É então, nessa encruzilhada rumo ao vazio, que os quatro rapazes já não são indivíduos, mas peças de uma arquitetura coletiva. Se antes eles não tinham nomes (exceto um deles, que parte antes dos outros três e é fagocitado por eles na beira da estrada), identificados apenas por suas roupas, agora até isso pouco importa. Um deles fraqueja: vê a foto do amigo falecido e sofre. Porém, é apenas uma recaída; o corpo conjunto é que se faz presente. A melancolia individualista só pode ser combatida com a divisão das perdas entre o grupo. Há um reflexo com o próprio modo de produção do filme, no qual o auteurisme dá lugar à divisão dos prejuízos dos quatro realizadores que não encontram um modo de realizar o filme se não assim, coletivamente, sem perspectiva de lucratividade ou um lugar no paraíso: não sabe o que é nem onde fica Ythaca.

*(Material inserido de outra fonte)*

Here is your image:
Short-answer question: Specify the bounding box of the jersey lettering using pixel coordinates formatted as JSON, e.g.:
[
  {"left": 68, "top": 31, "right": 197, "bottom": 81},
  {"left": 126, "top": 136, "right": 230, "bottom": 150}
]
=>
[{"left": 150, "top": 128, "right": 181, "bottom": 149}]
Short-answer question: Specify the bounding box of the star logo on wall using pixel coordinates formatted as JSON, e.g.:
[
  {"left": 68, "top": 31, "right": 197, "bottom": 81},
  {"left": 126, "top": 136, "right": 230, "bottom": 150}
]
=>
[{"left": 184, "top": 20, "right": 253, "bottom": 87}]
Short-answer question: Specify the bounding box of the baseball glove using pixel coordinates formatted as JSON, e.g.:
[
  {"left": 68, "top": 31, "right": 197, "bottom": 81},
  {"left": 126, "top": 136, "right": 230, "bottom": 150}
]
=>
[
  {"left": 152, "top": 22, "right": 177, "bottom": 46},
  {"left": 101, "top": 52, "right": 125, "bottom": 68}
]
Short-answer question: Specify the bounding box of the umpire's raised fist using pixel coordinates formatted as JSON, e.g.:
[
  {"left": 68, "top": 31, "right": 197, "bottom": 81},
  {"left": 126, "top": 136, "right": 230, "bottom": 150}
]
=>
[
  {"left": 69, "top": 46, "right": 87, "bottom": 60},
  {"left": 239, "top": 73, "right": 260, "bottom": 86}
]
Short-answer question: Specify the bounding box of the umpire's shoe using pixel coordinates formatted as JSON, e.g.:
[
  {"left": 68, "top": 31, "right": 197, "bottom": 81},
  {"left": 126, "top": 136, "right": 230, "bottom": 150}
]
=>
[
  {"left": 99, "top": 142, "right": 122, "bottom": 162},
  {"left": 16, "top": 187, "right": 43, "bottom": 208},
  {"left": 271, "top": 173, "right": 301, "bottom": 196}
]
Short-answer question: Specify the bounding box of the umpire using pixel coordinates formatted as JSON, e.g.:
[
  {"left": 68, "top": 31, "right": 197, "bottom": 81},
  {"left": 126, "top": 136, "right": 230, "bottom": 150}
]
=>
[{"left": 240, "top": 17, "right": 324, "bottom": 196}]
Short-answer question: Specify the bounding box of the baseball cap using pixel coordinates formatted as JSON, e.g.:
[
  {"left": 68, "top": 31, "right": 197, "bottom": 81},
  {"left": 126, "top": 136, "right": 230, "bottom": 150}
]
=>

Estrada para YthacaE não poderia haver seqüência mais sintomática e apropriada para ilustrar a política de Estrada para Ythaca do que a da abdução. Ela completa alegoricamente a busca do filme: o elogio do grupo, do gueto, do fechamento, da autarquia do microcosmo frente ao macrocosmo. A abdução é a alegoria que completa a trajetória dos quatro amigos propondo uma solução de sobrevivência frente ao mal-estar daquele estado de mundo inicial através da reclusão e do fortalecimento do simulacro afetivo criado pelos personagens. Como afirma Benjamim, a atividade do alegorista é a expressão da melancolia. Estrada para Ythaca é uma trajetória melancólica: o que era dor profunda vira, após a abdução, uma interrupção pelo mundo. Porém, o sentido de distância entre o que é ideal e o que é possível permanece. É sintomático que duas canções emoldurem o filme: na primeira cena, "Vai Levando", com seu teor "apesar de tudo", enquanto que, na última, toque "Volta por Cima". Esta, com seu sentido de "apesar do resto", explicita a atitude melancólico-política dos realizadores, que encontram a força de seu filme na catarse de todo o sofrimento subjetivo como forma artística e deixam, por outro lado, exposto seu ponto fraco de não achar saída para além dessa série de alegorias. Pois, a manifestação artística, além de forma de posicionar-se no mundo, é instrumento para transformá-lo. Quando a citação glauberiana atravessa o caminho dos personagens, mais que uma tomada de opção, algo fica em aberto. Se, em seu modo de produção, Estrada para Ythaca é uma proposta de caminho, em sua política impera o prazer pela encruzilhada.